Qi Li, Weining Wang, and colleagues published a comprehensive face swapping survey and the CASIA FaceSwapping benchmark on arXiv on April 27, 2026. The benchmark targets the fragmented evaluation landscape across GAN and diffusion model methods.
Key facts
- Paper submitted to arXiv on April 27, 2026.
- CASIA FaceSwapping benchmark has balanced demographic distributions.
- Survey organizes methods into five paradigms.
- Standardized protocols assess robustness across attribute variations.
- Code available at github.com/CASIA-NLPRAI/face-swapping-survey.
Face swapping research has advanced rapidly with GANs and diffusion models, but evaluation remains a mess. A new arXiv paper from CASIA researchers attempts to clean it up.
The Problem: Fragmented Evaluation

Existing methods are scattered across five paradigms, and each uses its own dataset, metrics, and protocols. [According to the arXiv preprint] this makes apples-to-apples comparison impossible. Prior surveys focused on deepfake generation or detection, not face swapping as a standalone problem.
The CASIA FaceSwapping Solution
The team introduces CASIA FaceSwapping, a benchmark designed for balanced demographic distributions and explicit attribute variations—skin tone, age, gender, facial hair. The dataset enables controlled robustness testing that prior benchmarks lacked.
Standardized protocols accompany the dataset, covering identity preservation, attribute transfer, and artifact detection. [Per the paper] extensive experiments on representative methods reveal performance characteristics and limitations that were previously obscured by inconsistent evaluation.
Why This Matters
![]()
The unique take: Benchmark fragmentation is the primary bottleneck preventing face swapping from moving from research toy to production tool. Without standardized evaluation, claims of "high fidelity" are meaningless. CASIA FaceSwapping provides the first principled framework to compare methods fairly, which could accelerate progress toward controllable, robust face swapping for applications like film production and privacy-preserving avatars.

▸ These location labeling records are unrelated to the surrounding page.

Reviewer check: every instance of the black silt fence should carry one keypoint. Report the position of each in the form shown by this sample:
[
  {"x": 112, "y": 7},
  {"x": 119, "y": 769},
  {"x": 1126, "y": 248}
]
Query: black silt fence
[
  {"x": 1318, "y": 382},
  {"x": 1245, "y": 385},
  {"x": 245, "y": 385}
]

The survey itself organizes methods into five paradigms—autoencoder-based, GAN-based, diffusion-based, 3D-aware, and hybrid—systematically analyzing design principles. This taxonomy alone is valuable for researchers navigating the field.
Limitations
The paper does not disclose the exact dataset size or number of identities in CASIA FaceSwapping. It also does not release model weights or training code, only the evaluation framework on GitHub. The benchmark's adoption will depend on community buy-in, which is uncertain given the existing fragmentation.
What to watch
Watch for community adoption of CASIA FaceSwapping over the next 6 months. If major face swapping papers (e.g., from Meta, ByteDance, or academic groups) begin citing the benchmark in evaluations, it could become the de facto standard. Also track whether the authors release model weights or training code.